Recent pop culture is lush with moments like these – moments so observant and specific in their details, but so broad in their resonance that they map onto our own lives with an uncanny familiarity. While frothy romcoms relish every opportunity to be crude, crass and lascivious, Joel Kim Booster’s writing in Fire Island also centres the tender love shared between friends, lovers, chosen family and even antagonists. From under the haze of ketamine and poppers, a sense of care and community glows, unblinking, as the film’s many tensions resolve. That same tender love is on display in Jack Rooke’s Big Boys, a deeply moving portrait of friendship between young men and the people who love them.
These on-screen depictions of intimacy can be startlingly clear. In the televised adaptation of Dolly Alderton’s memoir Everything I Know About Love, four female friends (and flatmates) have it out over cocktails and a card game. The 20-somethings shout loudly across their dining table as if it’s a crowded club, and things get personal fast. The scene is reminiscent of the beach house scene in Girls. But in Girls, the demolition of friendships felt like a relief. As Shoshanna laid into Jessa, Marnie and Hannah, she released three seasons’ worth of the kind of resentment that only ever builds up as intimacy wanes and grievances grow into the space it left behind. In Everything I Know About Love, the fight is more affecting and cast in a grief-stricken light. These young women love each other – dearly, still – but the words with which they can express their love are ones of anger and betrayal. Whereas the beach house laid bare how distant four friends had grown, the card game shows four friends who are so close, they feel smothered by the love they share, and unable to foster the space they need.
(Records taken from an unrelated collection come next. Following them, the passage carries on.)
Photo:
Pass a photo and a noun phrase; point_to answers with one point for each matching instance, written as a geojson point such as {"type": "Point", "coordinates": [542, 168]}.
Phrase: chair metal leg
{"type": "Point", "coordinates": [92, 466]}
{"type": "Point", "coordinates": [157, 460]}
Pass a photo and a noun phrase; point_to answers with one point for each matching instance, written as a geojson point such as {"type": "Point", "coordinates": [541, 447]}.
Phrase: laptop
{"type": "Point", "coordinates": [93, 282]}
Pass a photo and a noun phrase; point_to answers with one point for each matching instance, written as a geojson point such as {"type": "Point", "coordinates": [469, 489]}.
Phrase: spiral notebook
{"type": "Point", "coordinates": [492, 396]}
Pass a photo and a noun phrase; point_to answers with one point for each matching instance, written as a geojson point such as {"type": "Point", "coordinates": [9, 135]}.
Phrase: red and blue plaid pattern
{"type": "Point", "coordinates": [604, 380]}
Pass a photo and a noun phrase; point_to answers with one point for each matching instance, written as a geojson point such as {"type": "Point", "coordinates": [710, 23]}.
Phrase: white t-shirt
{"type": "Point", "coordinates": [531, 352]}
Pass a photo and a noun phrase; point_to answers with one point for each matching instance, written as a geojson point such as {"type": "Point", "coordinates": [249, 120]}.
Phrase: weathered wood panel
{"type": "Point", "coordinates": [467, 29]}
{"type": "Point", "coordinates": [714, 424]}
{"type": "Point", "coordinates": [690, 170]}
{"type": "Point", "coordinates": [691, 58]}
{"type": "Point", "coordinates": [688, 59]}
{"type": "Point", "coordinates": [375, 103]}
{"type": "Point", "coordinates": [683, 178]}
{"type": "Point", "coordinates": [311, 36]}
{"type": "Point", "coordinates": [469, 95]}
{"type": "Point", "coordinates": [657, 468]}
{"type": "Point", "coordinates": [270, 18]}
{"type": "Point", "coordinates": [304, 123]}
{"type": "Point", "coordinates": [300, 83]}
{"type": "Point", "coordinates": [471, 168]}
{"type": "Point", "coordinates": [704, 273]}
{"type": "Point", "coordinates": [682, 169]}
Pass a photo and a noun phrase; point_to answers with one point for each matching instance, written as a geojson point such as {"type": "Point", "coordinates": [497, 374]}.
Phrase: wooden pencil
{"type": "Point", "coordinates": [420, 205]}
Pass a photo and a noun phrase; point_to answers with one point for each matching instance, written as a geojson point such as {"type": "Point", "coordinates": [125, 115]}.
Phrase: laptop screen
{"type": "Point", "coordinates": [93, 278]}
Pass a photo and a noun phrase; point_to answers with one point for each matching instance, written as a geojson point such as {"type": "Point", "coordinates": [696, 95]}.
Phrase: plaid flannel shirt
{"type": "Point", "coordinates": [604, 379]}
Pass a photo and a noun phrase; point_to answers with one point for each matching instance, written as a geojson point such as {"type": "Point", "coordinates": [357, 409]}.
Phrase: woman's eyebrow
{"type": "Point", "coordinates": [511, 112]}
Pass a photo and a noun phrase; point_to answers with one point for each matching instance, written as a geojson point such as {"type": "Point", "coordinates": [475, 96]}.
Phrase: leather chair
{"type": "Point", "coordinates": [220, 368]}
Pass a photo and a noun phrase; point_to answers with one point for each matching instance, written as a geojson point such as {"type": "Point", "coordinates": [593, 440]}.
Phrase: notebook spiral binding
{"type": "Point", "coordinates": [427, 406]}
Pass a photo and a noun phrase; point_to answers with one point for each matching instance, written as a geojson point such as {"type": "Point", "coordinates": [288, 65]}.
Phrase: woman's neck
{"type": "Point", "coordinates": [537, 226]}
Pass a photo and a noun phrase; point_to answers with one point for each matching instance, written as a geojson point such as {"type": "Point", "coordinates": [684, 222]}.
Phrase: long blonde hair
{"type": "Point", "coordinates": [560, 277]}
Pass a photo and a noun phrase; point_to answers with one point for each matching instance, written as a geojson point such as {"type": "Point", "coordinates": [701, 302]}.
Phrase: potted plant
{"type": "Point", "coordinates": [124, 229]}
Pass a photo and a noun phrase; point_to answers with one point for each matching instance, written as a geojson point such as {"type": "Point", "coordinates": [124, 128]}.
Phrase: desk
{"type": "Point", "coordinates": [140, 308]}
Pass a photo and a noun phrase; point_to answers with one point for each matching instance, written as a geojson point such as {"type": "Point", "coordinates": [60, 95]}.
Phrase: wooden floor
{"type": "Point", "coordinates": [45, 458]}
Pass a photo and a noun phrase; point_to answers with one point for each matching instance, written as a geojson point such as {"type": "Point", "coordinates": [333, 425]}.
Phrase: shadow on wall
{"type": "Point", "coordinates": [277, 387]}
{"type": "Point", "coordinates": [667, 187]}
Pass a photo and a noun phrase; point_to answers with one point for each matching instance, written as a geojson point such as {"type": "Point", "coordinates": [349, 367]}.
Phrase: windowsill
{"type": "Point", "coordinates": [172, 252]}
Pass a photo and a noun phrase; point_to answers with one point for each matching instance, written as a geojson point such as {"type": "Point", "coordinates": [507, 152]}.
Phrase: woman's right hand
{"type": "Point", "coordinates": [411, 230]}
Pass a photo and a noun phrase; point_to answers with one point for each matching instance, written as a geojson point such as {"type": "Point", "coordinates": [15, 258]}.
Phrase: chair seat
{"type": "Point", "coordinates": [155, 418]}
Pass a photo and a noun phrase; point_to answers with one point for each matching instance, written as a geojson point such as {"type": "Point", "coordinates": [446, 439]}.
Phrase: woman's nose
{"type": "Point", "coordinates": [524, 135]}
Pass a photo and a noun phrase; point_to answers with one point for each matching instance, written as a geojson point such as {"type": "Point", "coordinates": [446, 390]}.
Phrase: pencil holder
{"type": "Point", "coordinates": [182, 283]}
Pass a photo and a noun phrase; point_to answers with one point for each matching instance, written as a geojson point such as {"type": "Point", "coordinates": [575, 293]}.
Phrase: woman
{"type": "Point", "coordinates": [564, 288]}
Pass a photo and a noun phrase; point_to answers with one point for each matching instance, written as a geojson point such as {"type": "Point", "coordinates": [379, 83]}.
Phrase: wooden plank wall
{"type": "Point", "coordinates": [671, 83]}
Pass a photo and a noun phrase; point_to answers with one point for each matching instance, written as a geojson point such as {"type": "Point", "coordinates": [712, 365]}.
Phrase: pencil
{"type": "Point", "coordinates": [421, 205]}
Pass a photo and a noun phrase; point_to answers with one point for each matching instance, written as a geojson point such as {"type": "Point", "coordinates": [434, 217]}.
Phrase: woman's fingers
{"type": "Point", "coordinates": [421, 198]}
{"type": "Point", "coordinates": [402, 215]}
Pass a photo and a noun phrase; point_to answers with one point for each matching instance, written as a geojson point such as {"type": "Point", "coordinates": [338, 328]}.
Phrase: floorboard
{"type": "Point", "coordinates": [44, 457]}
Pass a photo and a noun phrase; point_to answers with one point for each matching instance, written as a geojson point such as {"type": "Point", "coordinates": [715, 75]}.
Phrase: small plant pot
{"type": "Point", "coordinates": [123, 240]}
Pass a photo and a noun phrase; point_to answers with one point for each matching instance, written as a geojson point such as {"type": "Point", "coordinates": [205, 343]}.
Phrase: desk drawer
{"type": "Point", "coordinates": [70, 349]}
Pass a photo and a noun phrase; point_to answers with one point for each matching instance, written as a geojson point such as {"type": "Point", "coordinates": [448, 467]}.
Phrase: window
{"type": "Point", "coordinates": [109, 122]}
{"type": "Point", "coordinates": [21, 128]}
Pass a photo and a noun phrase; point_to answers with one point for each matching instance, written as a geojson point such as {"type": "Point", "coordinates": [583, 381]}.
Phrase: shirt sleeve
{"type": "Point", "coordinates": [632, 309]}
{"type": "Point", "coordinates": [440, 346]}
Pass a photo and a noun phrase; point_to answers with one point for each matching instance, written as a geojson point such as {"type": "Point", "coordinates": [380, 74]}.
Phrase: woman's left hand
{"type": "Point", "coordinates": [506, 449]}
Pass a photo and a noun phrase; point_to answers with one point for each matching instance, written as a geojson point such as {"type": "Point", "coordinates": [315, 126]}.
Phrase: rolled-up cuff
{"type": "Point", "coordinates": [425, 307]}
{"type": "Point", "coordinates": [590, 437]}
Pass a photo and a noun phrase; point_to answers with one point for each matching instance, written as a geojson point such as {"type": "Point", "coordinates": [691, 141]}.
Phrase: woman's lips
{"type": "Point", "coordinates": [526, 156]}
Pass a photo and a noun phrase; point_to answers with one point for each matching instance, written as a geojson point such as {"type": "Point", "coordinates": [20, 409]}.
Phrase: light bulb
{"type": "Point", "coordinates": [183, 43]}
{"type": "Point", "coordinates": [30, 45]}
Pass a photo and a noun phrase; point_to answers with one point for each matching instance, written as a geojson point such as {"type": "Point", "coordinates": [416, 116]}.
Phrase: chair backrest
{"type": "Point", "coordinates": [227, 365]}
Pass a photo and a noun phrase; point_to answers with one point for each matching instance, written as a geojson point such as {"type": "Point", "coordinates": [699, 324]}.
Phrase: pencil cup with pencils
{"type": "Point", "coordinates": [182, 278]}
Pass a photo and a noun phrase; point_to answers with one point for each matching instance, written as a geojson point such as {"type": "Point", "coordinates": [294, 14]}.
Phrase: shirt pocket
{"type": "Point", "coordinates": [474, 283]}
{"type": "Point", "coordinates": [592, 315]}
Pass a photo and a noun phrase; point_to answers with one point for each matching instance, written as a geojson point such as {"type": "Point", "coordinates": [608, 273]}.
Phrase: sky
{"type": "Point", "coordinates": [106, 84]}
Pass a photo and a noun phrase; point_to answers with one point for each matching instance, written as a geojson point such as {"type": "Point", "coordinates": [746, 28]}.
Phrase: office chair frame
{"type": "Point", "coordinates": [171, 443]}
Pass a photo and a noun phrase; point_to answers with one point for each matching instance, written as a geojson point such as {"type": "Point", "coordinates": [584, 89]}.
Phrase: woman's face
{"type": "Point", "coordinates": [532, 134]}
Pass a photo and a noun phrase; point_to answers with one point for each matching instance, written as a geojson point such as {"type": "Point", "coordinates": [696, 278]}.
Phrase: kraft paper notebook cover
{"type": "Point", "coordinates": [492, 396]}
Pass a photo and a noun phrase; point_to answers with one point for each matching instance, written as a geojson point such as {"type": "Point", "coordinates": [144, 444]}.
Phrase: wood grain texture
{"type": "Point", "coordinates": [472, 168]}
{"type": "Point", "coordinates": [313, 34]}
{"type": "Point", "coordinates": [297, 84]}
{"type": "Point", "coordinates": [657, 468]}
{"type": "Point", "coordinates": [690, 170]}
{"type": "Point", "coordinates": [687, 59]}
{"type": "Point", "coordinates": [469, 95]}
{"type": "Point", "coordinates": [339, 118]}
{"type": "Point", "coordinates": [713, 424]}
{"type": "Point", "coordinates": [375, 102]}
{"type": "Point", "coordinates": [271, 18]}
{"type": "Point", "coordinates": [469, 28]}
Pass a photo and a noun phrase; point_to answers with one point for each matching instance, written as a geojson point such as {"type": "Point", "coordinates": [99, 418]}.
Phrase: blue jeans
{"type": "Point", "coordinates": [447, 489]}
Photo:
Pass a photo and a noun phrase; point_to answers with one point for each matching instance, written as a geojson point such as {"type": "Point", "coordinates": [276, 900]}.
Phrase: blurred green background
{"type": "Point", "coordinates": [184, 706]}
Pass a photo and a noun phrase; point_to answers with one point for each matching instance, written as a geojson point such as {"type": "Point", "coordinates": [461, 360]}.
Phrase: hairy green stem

This is the appeal of intimacy, regardless of whether it’s shared between friends or family or lovers – that we’d fight tooth or nail to protect the tender bits we share only with those for whom we care. That we’d fight so fiercely to defend this softness that we forget who we’re fighting, and what we’re fighting for.
When I ask Lord for her own forecast for this summer, she returns to the early days of 2020, of bizarre public health messaging and abstention with no near end. “I remember when the pandemic was first happening, it felt less like what you wanted as sex – what you wanted was to be really near to someone,” she says. “The way to be nearest to someone is touching them or knowing loads about them, to feel like they’re there all the time.
“You know when you’re in the park with friends, and everyone’s limbs are kind of knotted together?” Lord concludes. And I know what she means. It’s the feeling of a candlelit dinner that lasts into the early morning with friends you’ve not seen for too long. The feeling of receiving an unexpected card in the post. The feeling of care and compassion that’s so universal it reduced me to tears as I watched two literal rocks squabble in Everything Everywhere All At Once. The feeling of leaving your softest spots exposed for all to see. The feeling of the Summer of Big Intimacy.